Although data volume can become enormous when dealing with distributed systems, calculation all boils down to the basics. To obtain correct calculations, it is critical to know the data volume unit using the power of two.

Latency Numbers

Those are latency numbers every programmer should know.
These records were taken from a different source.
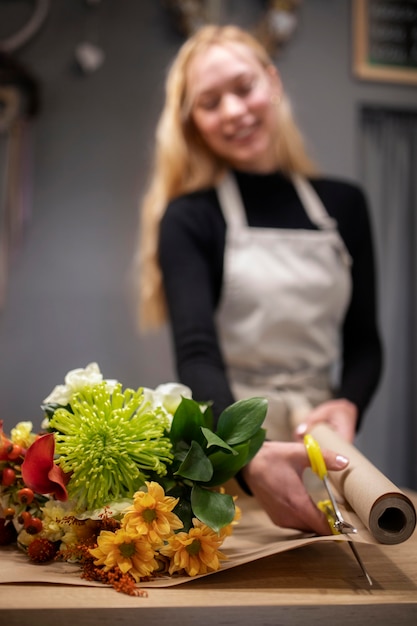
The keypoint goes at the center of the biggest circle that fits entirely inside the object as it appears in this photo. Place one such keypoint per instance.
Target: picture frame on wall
(385, 40)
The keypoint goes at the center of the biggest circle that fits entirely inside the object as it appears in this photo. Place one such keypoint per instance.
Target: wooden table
(315, 584)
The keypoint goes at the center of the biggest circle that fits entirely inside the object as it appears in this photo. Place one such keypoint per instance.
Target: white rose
(169, 395)
(76, 380)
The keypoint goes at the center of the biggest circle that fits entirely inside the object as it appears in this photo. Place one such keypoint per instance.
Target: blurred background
(75, 148)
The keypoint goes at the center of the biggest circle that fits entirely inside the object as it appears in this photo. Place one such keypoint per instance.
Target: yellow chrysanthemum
(195, 552)
(128, 551)
(151, 514)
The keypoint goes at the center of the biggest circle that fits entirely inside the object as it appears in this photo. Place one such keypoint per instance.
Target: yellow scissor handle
(315, 456)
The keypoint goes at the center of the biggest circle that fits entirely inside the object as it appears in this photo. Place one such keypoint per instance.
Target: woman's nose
(232, 105)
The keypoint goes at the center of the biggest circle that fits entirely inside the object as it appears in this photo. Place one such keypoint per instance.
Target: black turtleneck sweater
(191, 249)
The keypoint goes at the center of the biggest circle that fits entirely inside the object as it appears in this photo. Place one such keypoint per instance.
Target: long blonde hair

Some numbers may be outdated as computers become faster, however, they should still be able to give us an idea of the fastness and slowness of different computer operations.

Operation Name Time
L1 Cache reference 0.5 ns
Branch mispredict 5 ns
L2 cache reference 7 ns
Mutex lock/unlock 100 ns
Main memory reference 100 ns
Compress 1K bytes with Zippy 10,000 ns = 10 us
Send 2K bytes over 1 Gbps network 20,000 ns = 20 us
Read 1 MB sequentially from memory 250,000 ns = 250 us
Round trip within the same datacenter 500,000 ns = 500 us
Disk seek 10,000,000 ns = 10ms
Read 1 MB sequentially from the network 10,000,000 ns = 10ms
Read 1 MB sequentially from disk 30,000,000 ns = 30 ms
Send packet CA (California) -> Netherlands -> CA 150,000,000 ns = 150ms
  • ns = nanosecond = 10^-9 seconds
  • us = microsecond = 10^-6 seconds = 1,000 ns
  • ms = microsecond = 10^-3 seconds = 1,000 us = 1,000,000 ns

By looking at this numbers, we get the following conclusions:

  • Memory is fast but the disk is slow.
  • Avoid disk seeks if possible.
  • Simple compression algorithms are fast.
  • Compress data before sending it over the internet if possible.
  • Data centers are usually in different regions, and it takes time to send data between them.

Availability Numbers

High availability is the ability of a system to be continuously operational for a desirably long periof of time. High availability is measured as a percentage, with 100% means a service that has 0 downtime. Uptime is traditionally measured in nines. The more nines, the better.

Most services fall between 99% and 100%

A Service Level Agreement (SLA) is a commonly used term for service providers. This agreement formally defines the level of uptime your service will decliver.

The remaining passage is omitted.